I returned to Van Buren County at the end of 2017 after 20 years living on the East Coast, most recently in the Washington area, because I’m writing a book about Clinton, Van Buren’s county seat. My partner and I knew it would be a challenge: The county is very remote, very religious and full of Trump voters, and we suspected we’d stand out because of our political beliefs.

Since coming back, I’ve realized that it is true that people here think life here has taken a turn for the worse. What’s also true, though, is that many here seem determined to get rid of the last institutions trying to help them, to keep people with educations out, and to retreat from community life and concentrate on taking care of themselves and their own families. It’s an attitude that is against taxes, immigrants and government, but also against helping your neighbor.

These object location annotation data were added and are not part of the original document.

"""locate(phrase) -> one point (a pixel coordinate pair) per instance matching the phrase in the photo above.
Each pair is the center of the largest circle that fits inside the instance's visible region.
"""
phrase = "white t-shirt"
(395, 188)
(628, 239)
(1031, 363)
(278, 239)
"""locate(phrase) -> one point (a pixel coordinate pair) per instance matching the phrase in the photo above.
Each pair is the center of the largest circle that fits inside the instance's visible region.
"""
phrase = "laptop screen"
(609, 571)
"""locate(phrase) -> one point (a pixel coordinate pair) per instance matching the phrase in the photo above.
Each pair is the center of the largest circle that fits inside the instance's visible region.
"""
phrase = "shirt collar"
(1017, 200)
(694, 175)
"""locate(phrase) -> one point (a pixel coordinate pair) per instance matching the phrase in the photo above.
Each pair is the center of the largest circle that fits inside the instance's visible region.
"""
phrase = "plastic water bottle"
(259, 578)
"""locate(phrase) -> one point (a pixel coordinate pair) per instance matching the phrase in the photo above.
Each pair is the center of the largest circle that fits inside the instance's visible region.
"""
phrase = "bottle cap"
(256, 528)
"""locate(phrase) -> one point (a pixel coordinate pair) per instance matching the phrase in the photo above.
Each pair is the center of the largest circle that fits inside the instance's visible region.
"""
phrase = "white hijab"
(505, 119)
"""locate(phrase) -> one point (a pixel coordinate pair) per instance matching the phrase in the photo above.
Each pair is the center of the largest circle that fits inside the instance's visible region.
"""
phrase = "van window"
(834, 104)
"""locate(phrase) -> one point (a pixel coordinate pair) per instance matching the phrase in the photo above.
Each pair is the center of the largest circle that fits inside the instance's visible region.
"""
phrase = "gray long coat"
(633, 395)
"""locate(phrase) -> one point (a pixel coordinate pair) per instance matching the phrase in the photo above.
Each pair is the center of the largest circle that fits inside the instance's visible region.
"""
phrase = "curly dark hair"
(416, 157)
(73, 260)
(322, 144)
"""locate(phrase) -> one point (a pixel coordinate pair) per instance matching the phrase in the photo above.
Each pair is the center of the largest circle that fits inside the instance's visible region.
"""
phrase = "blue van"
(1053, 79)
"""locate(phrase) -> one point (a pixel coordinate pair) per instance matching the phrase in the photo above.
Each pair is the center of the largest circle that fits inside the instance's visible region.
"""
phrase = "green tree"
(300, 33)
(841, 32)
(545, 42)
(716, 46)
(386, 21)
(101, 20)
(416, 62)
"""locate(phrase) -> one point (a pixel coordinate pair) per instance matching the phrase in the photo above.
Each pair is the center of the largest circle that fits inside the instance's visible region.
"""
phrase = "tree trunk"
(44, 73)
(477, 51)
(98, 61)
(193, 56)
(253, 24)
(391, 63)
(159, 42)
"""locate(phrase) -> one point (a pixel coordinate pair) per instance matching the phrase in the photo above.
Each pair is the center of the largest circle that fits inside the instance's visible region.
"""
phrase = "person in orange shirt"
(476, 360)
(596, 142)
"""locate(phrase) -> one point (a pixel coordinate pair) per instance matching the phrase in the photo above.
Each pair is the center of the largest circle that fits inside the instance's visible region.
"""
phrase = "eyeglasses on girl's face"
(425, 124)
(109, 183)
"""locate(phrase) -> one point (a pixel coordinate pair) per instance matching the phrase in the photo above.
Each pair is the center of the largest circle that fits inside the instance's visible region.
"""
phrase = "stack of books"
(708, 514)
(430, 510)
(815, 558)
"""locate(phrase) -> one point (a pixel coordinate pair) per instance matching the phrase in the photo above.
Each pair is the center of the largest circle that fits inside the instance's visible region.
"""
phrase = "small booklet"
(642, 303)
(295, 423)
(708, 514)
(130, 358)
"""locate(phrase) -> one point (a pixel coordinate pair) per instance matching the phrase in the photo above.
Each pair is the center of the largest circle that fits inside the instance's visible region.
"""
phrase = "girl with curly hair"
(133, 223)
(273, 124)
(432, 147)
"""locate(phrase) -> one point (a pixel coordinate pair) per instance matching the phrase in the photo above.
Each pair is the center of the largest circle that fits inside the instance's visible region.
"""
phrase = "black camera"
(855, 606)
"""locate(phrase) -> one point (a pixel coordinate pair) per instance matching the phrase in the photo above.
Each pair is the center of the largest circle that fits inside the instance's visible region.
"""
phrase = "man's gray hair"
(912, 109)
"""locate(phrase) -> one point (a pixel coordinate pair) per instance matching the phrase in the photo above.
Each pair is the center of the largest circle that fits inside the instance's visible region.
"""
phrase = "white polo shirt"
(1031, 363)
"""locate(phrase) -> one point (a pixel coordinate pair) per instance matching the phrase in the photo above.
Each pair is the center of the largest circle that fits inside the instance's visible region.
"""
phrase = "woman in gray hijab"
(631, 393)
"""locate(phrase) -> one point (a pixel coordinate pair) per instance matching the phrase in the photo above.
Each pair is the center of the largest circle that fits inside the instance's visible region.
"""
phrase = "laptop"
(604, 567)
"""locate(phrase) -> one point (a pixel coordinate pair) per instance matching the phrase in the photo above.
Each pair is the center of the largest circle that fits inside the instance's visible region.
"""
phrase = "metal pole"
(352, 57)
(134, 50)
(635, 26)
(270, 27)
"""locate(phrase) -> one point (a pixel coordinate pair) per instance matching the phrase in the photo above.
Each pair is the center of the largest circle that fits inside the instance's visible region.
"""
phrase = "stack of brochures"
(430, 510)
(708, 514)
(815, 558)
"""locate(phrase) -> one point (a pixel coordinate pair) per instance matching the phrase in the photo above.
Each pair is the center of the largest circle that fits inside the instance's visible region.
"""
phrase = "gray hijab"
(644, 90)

Here’s the heart of the equation, once again: “My partner and I knew it would be a challenge: The county is very remote, very religious and full of Trump voters, and we suspected we’d stand out because of our political beliefs.”

This is, you see, all about “political beliefs.” Scribes need to escape the Ozarks and mature in Acela Zone zip codes in order to grasp truths like that.

Now, some of these “very religious” locals may even think that their their churches represent a form of real “community” in their lives.

It’s hard to tell, since the word “church” does not appear in this essay, along with terms like “God,” “faith,” “family,” etc. Some of these people might even link the term “community” to their schools, football teams and other civic institutions. (Watch the video at the top of this post to hear some of this language.)

So why are these people so down on some of the government structures and programs in their isolated corner of the world? Why are they so opposed to tax increases? Don’t they know that they are being selfish? The term “sinning” might even apply here.

Potts is pretty sure that she knows what is happening here and it’s pretty ugly. Then again, that could be her “political beliefs” talking.